Recent advances in lipid nanoparticles for delivery of nucleic acid, mRNA, and gene editing-based therapeutics

Abstract

Lipid nanoparticles (LNPs) are becoming popular as a means of delivering therapeutics, including those based on nucleic acids and mRNA. The mRNA-based coronavirus disease 2019 vaccines are perfect examples to highlight the role played by drug delivery systems in advancing human health. The fundamentals of LNPs for the delivery of nucleic acid- and mRNA-based therapeutics, are well established. Thus, future research on LNPs will focus on addressing the following: expanding the scope of drug delivery to different constituents of the human body, expanding the number of diseases that can be targeted, and studying the change in the pharmacokinetics of LNPs under physiological and pathological conditions. This review article provides an overview of recent advances aimed at expanding the application of LNPs, focusing on the pharmacokinetics and advantages of LNPs. In addition, analytical techniques, library construction and screening, rational design, active targeting, and applicability to gene editing therapy have also been discussed.

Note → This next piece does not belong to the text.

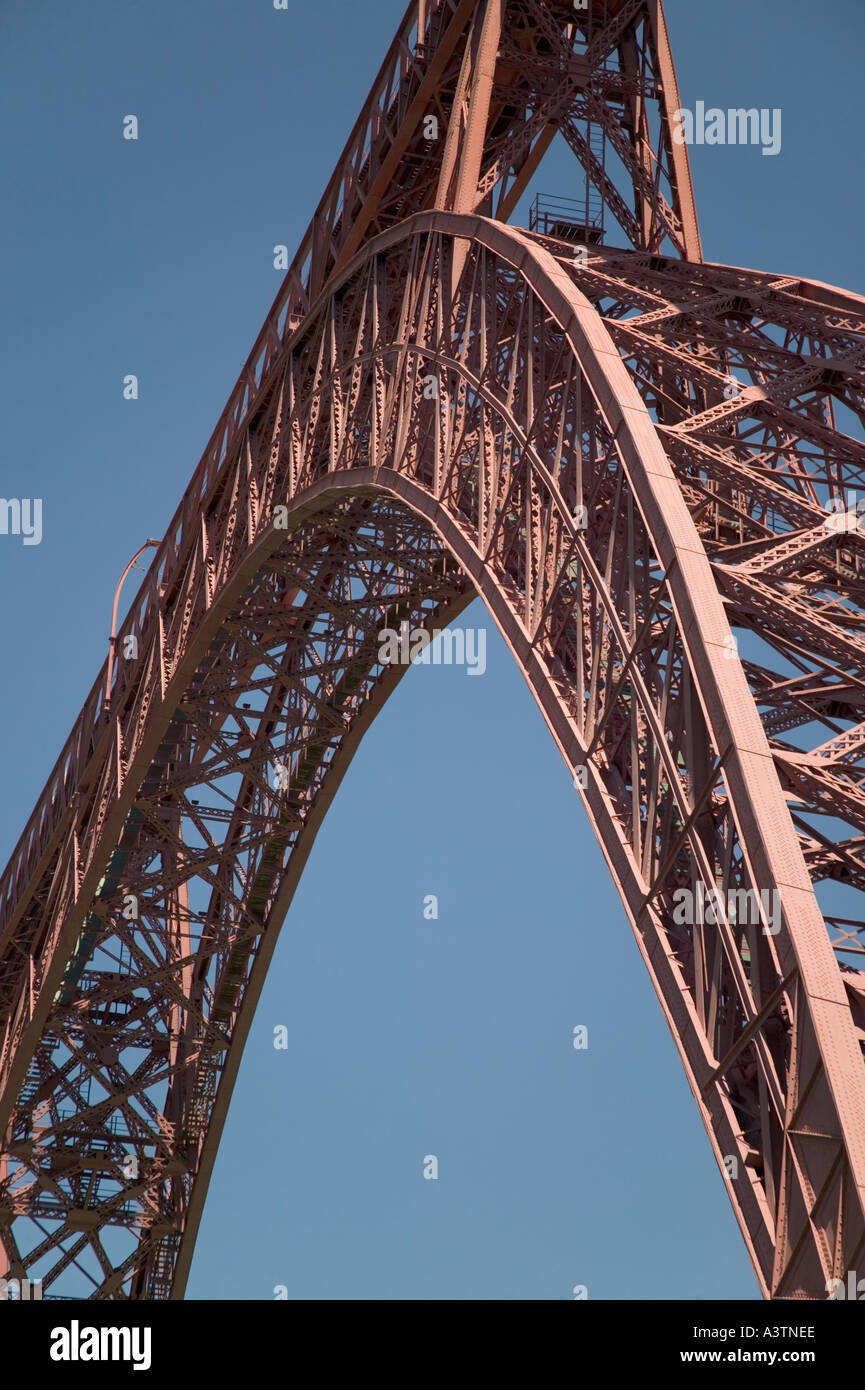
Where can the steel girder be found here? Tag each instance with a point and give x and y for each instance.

Keywords: Base editing; DNA barcode; Gene editing; Ionizable lipid; Lipid nanoparticle; Nucleic acid; Positron emission tomography; Recombination; Targeting; mRNA.

Fig. 1

The concepts, basic components, and fundamental technologies of lipid nanoparticles for delivery of nucleic acid and mRNA-based therapeutics. Nucleic acids and mRNAs are in the lipid cores of LNPs; the outer lipid membranes of LNPs are not perfectly aligned bilayers like liposomes, but are close to micelles in structure. Ionizable lipids contribute to efficient endosomal escape and release of nucleic acids and mRNAs from LNPs after uptake by cells, in addition to the encapsulation of nucleic acids and mRNAs into LNPs. The LNPs modified with 1,2-dimyristoyl-rac-glycero-3-methoxypolyethylene glycol-2000 (DMG-PEG) can detach PEG at a moderate rate in the blood circulation, resulting in efficient intracellular delivery of nucleic acids and mRNAs. The uptake of LNPs in the hepatocytes, after the intravenous administration, is caused via the low-density lipoprotein receptor (LDLR) because of the interaction between LNPs and apolipoprotein E (apoE) in the blood.

Fig. 2

Analysis of the intratissue distribution of LNPs using the Cre/loxP recombinase system. The transgenic mice that have reporter genes downstream of the loxP-flanked stop cassette, blocks reporter gene expression in the absence of cyclization recombinase (Cre) in the cells, but in the presence of Cre, the stop cassette is removed, and the gene is expressed. Treatment of these mice with LNPs encapsulating mRNA-encoding Cre results in stable expression of fluorescent protein in the delivered cells selectively.

Fig. 3

High-throughput screening of LNPs suitable for targeting each organ/tissue using DNA barcoding. LNPs with different compositions encapsulating nucleic acids with individual DNA or RNA sequences assigned to each as barcodes are prepared and made into libraries. By administering the mixture of these barcoded LNPs to experimental animals and performing deep sequencing for DNA or RNA barcode in each tissue, the tissue distribution characteristics of LNPs with each lipid composition can be quantified at once.

Fig. 4

The mechanisms of three types of CRISPR gene editing: non-homologous end joining (NHEJ), homology-directed repair (HDR), and base editing. The Cas9 nuclease makes a double-strand break at specific locations in the genome targeted by single-guide RNAs (sgRNAs). Mutations are introduced during subsequent repair process, causing frameshifts and premature termination codons. During the repair process, HDR occurs if there is a donor DNA, or NHEJ due to a random insertion/deletion if there is no donor DNA. In base editing, base editors, which are fusion proteins of a dead Cas9 and cytidine or adenine deaminase, are used to replace C•G base pair to T•A base pair or vice versa without cleaving the DNA strand.